Dalam Plasenta Jiwanya

1.7K 140 5
                                    

Dia masuk ke dalam selaput plasenta dan tak peduli dengan suara lengkingan membahana di belakangnya yang makin menyayup ketika badannya terhisap masuk. Lingga menikmati rasa sejuk yang dilaluinya. Ingatan-ingatannya tentang Bhadra, dari saat umur 13 tahun dan saat 19 hari terakhir kuat menyeruak di benaknya, bagai tayangan film dengan gambar jernih dan warna tajam.

Tepat ketika rasa hangat rengkuhan Bhadra, pun ciumannya yang penuh hasrat, tubuh Lingga sudah berubah menjadi dirinya sendiri dan tiba di sebuah ruang dimana Bhadra sedang meringkuk. Badannya ringkih dan layu. Namun ketika dia melihat Lingga berjalan ke arahnya, Bhadra menengadah dan bangkit berdiri.

"Lingga," suaranya terdengar lemah. Sorot matanya sendu. 

Lingga bergegas berjalan dan menghambur memeluknya.

"Kang Bhadra," kata Lingga dengan suara parau, sesak oleh air mata.

"Ba-bagaimana kamu bisa hadir begitu nyata di mimpi ini sekarang? Biasanya setiap kali aku berusaha memelukmu, tubuhmu menghilang. Kamu ke mana saja? Aku kehilanganmu beberapa hari. Kamu pernah mampir ke rumah, tapi kamu pergi lagi. Kamu tidak ada di dekatku. Hantu-hantu jahat itu ingin membunuhmu." Lelaki itu tetap merengkuhnya, dengan isakan yang kentara. 

Syukurlah, dia menganggap ini adalah ruang mimpi, pikir Lingga.

"Aku pulang ke Agrabinta, Kang," jawab Lingga sambil tersenyum.

Mendengar jawaban itu, Bhadra melepaskan pelukannya pelan. Sebuah bangku tiba-tiba muncul di belakangnya. Dia duduk di sana. Lingga segera mengikuti di sampingnya.

"Aku tak suka mendengar nama itu. Ada sesuatu yang mengerikan di sana." Nada suara Bhadra melemah. Dia menundukkan kepala.

"Ya, mengerikan memang. Tapi, Kang Bhadra harus mau mengetahuinya." Lingga membalas dengan nada menenangkan. 

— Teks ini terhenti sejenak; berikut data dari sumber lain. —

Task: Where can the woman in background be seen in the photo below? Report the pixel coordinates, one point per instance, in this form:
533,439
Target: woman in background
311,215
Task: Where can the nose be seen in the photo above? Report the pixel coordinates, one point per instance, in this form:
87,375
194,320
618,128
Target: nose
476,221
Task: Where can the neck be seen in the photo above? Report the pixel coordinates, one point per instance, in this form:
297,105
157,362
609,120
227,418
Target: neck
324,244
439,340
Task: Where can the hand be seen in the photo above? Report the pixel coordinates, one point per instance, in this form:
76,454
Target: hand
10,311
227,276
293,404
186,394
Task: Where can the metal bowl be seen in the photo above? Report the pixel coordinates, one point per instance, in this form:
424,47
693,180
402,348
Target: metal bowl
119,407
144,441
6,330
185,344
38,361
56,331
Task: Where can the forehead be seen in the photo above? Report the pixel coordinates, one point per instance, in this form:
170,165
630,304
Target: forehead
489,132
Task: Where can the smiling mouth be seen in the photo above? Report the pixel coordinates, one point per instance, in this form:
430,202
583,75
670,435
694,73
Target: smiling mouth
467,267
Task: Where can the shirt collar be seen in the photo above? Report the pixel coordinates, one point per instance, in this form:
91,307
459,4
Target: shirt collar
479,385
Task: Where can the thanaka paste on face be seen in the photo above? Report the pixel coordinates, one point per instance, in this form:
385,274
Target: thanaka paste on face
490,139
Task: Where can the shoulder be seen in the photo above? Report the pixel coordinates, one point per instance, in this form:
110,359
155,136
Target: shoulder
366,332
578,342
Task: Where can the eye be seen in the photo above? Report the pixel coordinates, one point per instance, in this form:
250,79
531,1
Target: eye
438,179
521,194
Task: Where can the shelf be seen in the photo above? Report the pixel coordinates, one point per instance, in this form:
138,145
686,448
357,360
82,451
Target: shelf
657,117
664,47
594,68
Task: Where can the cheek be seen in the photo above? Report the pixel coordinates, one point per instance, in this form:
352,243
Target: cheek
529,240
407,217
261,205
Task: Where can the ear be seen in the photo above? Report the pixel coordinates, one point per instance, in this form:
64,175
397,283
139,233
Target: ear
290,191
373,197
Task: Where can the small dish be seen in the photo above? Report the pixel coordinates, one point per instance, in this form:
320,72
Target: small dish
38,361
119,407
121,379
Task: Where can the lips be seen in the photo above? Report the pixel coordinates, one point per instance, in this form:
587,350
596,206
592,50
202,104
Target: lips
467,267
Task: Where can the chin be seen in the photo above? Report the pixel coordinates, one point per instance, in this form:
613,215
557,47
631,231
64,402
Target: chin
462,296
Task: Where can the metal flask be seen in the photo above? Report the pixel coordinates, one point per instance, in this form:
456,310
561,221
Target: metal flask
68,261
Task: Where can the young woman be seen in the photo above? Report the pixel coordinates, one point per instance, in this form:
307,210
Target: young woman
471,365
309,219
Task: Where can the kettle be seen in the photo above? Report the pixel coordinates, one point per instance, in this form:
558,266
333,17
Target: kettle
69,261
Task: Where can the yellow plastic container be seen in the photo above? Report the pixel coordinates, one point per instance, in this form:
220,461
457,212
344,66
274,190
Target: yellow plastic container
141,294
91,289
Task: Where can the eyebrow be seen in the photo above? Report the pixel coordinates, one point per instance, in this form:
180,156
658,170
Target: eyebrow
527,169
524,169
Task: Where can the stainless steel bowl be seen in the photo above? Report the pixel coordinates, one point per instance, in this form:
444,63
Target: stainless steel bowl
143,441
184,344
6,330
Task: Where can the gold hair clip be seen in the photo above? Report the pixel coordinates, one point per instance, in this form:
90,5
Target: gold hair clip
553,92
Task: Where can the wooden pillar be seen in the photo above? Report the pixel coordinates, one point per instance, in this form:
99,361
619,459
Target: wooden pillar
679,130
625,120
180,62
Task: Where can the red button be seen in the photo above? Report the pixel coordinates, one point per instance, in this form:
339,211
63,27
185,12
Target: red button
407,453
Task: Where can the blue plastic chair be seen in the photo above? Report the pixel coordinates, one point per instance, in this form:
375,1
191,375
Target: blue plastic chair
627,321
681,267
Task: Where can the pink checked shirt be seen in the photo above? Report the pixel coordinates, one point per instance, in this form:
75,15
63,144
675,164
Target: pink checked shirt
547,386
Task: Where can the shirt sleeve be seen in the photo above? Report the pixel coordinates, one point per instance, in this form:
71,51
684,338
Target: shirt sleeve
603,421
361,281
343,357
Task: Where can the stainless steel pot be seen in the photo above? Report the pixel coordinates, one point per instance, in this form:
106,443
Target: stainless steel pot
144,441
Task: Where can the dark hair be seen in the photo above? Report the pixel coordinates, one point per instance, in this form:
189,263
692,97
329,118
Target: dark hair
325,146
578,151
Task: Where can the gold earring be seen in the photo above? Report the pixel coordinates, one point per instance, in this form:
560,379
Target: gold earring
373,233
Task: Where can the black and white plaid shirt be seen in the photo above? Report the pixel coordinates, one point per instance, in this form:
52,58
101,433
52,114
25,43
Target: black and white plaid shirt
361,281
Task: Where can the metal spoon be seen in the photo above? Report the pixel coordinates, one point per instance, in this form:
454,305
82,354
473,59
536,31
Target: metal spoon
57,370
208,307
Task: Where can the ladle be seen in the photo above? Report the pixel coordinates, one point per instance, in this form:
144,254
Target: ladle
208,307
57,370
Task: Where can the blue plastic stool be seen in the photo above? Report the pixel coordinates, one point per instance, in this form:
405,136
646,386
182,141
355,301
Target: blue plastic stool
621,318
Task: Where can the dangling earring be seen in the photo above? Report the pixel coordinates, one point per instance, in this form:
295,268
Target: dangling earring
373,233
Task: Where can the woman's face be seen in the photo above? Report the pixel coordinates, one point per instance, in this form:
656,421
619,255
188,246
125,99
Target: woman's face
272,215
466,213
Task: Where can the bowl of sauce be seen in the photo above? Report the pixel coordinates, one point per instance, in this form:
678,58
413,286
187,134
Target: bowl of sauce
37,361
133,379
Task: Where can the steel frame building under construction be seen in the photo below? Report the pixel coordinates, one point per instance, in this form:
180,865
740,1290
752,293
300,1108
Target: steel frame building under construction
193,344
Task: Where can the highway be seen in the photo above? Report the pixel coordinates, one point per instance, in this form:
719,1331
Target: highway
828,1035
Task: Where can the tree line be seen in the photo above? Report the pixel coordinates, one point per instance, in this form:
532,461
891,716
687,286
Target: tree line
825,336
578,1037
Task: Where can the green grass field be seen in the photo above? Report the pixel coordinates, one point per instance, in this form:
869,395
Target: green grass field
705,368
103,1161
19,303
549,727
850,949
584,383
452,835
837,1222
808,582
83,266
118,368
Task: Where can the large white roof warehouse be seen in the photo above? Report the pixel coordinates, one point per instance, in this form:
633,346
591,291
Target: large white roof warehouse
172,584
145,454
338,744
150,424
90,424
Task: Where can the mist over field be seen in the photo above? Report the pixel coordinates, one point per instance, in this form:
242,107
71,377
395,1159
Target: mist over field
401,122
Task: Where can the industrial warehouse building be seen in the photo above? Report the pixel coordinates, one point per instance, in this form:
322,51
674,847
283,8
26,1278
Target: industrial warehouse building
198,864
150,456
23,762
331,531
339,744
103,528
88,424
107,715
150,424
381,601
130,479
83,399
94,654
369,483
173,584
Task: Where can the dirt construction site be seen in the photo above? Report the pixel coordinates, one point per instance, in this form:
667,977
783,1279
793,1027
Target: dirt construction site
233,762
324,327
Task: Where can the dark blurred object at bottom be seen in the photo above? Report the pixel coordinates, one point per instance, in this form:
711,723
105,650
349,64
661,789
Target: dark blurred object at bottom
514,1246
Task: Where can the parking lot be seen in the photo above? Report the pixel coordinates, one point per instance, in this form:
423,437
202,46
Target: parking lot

Ya, di ruang ini, Bhadra jauh lebih lemah dibandingkan pribadinya di luar sana. Dia seperti anak berumur 13 tahun yang ada dalam tubuh lelaki usia 32 tahun.

"Mengapa?" Bhadra mendongakkan kepala dan menatap ke arah Lingga.

"Agar Kang Bhadra sehat lagi. Agar Kang Bhadra bisa melepaskan diri dari para hantu jahat." Mata Lingga berkaca-kaca. Ia membalas sorot mata kekanakan Bhadra.

"Betulkah, mereka bisa diusir? Aku sudah letih menuruti semua kemauan mereka. Aku tak suka meniduri perempuan lalu melihat mereka disiksa di depan mataku. Itu seperti yang dilakukan Papa. Tapi, aku tak bisa mengusirnya walau aku sudah berusaha begitu keras. Ketika kamu pergi, aku begitu takut mereka membunuhmu diam-diam. Aku berusaha melawan mereka. Aku berkelahi. Tapi, aku kalah." Air mata Bhadra meleleh di pipinya. Kepalanya menunduk lagi.

"Mereka bisa diusir. Kalau Kang Bhadra yang mengusirnya sendiri." Lingga merengkuh bahu lelaki yang kini terasa ringkih ini. Lelaki yang dia sayangi.

"Betulkah? Tapi, bagaimana caranya? Aku tidak tahu." Suara Bhadra terdengar memelas. Kepalanya terangkat lagi, menatap lekat ke arah Lingga.

"Izinkan aku membantu, Kang Bhadra." Lingga tersenyum dan menahan tangis sekaligus.

"Tentu saja. Bantulah aku," jawab Bhadra dengan sorot mata sungguh-sungguh. Air matanya berhenti mengalir.

Mendengar itu, Lingga tersenyum dan tetap menatap lekat ke arah Bhadra. Dia menarik kedua bahu Bhadra menghadap ke arahnya, merengkuhnya. Perlahan, telunjuk tangan Lingga menelusuri bekas sayatan luka di kening, dari atas ke bawah, yang di alam ini masih jelas terlihat, tak seperti di luar sana. 

Diusap dengan lembut begitu, Bhadra memejamkan matanya. Setelah habis sampai ujung sayatan di bawah, Lingga mengecupkan bibir ke kening itu. Tepat di tengah-tengah bekas sayatan luka. Begitu lama.